Categories in the corpus:
The codes on the right are used to indicate the type of text collected with their respective description on the left. This design was largely based on the International Corpus of English (ICE) which was started by Sidney Greenbaum (Nelson 1996). This was modified to be made applicable for the collection of data in Filipino:
Description | Code |
---|---|
Written Texts (40%) | W |
Unpublished | W1 |
Academic writings Professional writings Student essays Examination Scripts (Essays) Blogs |
W1A |
Correspondence Letters, Memo |
W1B |
Published | W2 |
Academic works Humanities Social Sciences Science Technology |
W2A |
Non-academic Writing Featured articles |
W2B |
News Reporting News (e.g. showbiz, sports) |
W2C |
Instructional Writing Manual Instructions Regulations Pamphlets Tech/Voc |
W2D |
Persuasive Writing Press Editorials |
W2E |
Creative Writing Novels & Stories Creative Essays |
W2F |
Spoken Texts (60%) | S |
Dialogue | S1 |
Private Direct conversations Video Call, Skype |
S1A |
Public Class Discussions Broadcast discussions Broadcast interviews Political speeches Conversations in public arenas |
S1B |
Monologue | S2 |
Unscripted Spontaneous Commentaries Unscripted speeches Speeches in public demonstrations |
S2A |
Scripted Broadcast News Broadcast Talks Non-broadcast Talks |
S2B |
General explanation of the categories
The UP-FLC is divided into two major categories: the written and spoken texts. The “W” indicates text from written sources while “S” is used for the spoken texts. Further divisions within the categories are marked by Hindu-Arabic numerals 1, 2, 3, etc. followed by the use of capitalized letters A, B, C, etc. as needed.

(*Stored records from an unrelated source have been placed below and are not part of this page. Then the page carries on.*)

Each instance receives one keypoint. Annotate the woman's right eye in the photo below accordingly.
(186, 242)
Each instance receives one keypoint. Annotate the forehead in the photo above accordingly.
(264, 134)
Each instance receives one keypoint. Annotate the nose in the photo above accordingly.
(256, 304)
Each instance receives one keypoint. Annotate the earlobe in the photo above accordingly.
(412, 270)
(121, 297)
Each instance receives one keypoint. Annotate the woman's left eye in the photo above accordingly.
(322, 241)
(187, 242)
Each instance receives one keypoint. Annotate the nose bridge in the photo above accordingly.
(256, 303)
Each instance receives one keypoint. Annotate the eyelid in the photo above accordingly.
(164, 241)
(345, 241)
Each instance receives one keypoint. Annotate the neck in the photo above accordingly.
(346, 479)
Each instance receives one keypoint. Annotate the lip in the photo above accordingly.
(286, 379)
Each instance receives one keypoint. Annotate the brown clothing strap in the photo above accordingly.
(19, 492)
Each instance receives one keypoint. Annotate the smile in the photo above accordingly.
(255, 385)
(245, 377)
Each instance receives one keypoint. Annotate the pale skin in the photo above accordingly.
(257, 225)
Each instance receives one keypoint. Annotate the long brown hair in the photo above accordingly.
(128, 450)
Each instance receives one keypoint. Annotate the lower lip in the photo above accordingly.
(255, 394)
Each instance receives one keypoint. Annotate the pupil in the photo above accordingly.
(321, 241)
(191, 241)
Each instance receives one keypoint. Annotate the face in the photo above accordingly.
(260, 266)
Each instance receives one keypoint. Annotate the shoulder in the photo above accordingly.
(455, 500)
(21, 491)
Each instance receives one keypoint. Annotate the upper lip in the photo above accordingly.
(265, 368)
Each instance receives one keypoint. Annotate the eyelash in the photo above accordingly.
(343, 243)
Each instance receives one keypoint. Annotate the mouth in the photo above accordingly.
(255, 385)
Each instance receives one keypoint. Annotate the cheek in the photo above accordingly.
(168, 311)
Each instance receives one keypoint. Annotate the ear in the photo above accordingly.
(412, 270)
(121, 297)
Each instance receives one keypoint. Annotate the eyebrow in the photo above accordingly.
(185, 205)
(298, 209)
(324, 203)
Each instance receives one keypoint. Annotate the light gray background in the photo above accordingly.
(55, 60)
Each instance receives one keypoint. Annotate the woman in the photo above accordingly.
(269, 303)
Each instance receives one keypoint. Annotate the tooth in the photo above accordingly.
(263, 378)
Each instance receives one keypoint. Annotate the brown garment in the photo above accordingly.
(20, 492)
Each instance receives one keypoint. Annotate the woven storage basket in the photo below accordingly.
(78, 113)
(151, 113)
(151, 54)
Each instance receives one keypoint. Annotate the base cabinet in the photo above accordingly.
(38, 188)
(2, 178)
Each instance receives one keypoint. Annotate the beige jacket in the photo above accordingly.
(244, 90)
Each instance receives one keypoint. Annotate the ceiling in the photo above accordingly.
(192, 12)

The definition of “text” here is based on Atkins, Clear and Ostler (1991) which is used for corpus-building purposes. Aside from the usual understanding of the word “text” to mean a written work, transcriptions of spoken language usage is also included here. Unlike other earlier language corpora which is based solely on written texts, the UP-FLC puts importance on spoken language use (see Nelson 2006 for a good discussion of this side) and therefore, has put a larger percentage in eliciting spoken texts. For the first stage of the UP-FLC, 60% of the collected texts were from spoken sources while 40% were from written works. It is however expected that additions and modifications to the percentages of collections will be continuously made in keeping with the changes and development of the language.